Alguns segundos de silêncio constrangedor.
- Eu estava confuso com muitas coisas - disse bebendo um gole da coca, que por causa do gelo virara uma espécie de água suja. - Sentia muitas vezes estar por fora da situação, como se não tivesse mais controle.
- Como se estivesse lá fora observando tudo o que está acontecendo aqui dentro? - ele disse e parou para pensar.
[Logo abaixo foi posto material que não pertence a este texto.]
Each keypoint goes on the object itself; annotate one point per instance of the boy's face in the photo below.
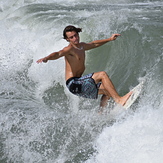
(73, 37)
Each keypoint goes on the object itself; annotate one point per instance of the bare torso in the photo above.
(75, 62)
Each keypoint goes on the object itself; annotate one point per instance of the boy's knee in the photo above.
(103, 74)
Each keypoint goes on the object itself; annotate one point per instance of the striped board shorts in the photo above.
(84, 86)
Olhei para ele confuso. - Esqueça, nem eu entendi.
Analisei sua frase por um tempo e conclui que era exatamente isso.
- Entendi - falei.
- O que? - ele perguntou.
- Sua frase, idiota - falei e ri.
- Aaaaah - ele sibilou. - Eu não - e arrumou sua franja imaginária.
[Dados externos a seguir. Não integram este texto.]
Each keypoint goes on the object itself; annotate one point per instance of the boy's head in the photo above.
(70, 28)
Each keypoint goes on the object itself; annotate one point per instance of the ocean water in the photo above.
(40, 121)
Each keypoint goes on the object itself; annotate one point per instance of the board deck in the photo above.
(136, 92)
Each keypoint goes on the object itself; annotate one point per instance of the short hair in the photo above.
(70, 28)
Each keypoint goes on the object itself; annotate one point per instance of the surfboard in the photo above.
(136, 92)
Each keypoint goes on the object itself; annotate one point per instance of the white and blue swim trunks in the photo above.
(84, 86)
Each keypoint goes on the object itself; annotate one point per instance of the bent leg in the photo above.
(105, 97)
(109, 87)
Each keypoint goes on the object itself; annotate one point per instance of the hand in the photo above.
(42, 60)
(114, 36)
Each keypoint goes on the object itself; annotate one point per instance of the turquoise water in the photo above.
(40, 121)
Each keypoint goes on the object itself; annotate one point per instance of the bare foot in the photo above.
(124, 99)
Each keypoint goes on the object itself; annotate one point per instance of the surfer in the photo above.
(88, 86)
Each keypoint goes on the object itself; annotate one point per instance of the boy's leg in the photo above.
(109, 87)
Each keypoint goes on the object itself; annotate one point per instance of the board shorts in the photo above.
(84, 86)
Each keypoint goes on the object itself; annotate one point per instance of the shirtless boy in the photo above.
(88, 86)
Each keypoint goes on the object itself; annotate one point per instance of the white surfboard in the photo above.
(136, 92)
- Assim - falei, começando a filosofar -, eu me sentia deslocado naquela relação. Estava presente de corpo apenas enquanto uma parte de mim assistia tudo de fora, tipo reprovando, sabe? - ele concordou numa pose de psicólogo - E isso foi se acumulando até o momento em que explodiu. Boom - terminei.
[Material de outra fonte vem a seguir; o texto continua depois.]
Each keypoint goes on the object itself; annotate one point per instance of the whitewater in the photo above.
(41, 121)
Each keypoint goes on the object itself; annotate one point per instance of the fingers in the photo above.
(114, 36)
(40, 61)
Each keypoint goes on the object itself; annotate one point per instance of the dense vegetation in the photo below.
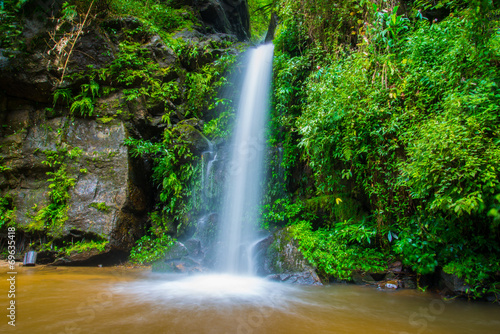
(386, 113)
(133, 71)
(389, 124)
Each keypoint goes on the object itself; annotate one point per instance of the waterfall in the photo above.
(244, 179)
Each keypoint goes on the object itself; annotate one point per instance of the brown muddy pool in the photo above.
(120, 300)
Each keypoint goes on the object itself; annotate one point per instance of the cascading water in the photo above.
(245, 171)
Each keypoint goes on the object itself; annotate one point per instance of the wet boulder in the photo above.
(279, 258)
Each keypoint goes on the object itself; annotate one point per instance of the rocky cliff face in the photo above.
(47, 151)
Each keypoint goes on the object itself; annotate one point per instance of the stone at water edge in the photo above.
(278, 258)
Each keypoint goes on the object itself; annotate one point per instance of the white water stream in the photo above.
(243, 189)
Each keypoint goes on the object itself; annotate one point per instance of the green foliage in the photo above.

- Hum - ele falou. - Se importa de traduzir pro meu idioma? - ele fez uma careta, envergonhado.
Rolei os olhos.
- ‘Cabô, mané - simplifiquei rindo. Se soubesse que só precisava resumir em duas palavras, teria poupado todo aquele raciocínio.
Sua expressão suavizou-se, o que indicava que ele acabara de compreender.

- Soube que o Will tá na cidade? - ele disse de repente.
Demorei a identificar quem era Will, mas acabei me lembrando do garoto do cabelo lambido que era capitão do time de futebol na época escolar.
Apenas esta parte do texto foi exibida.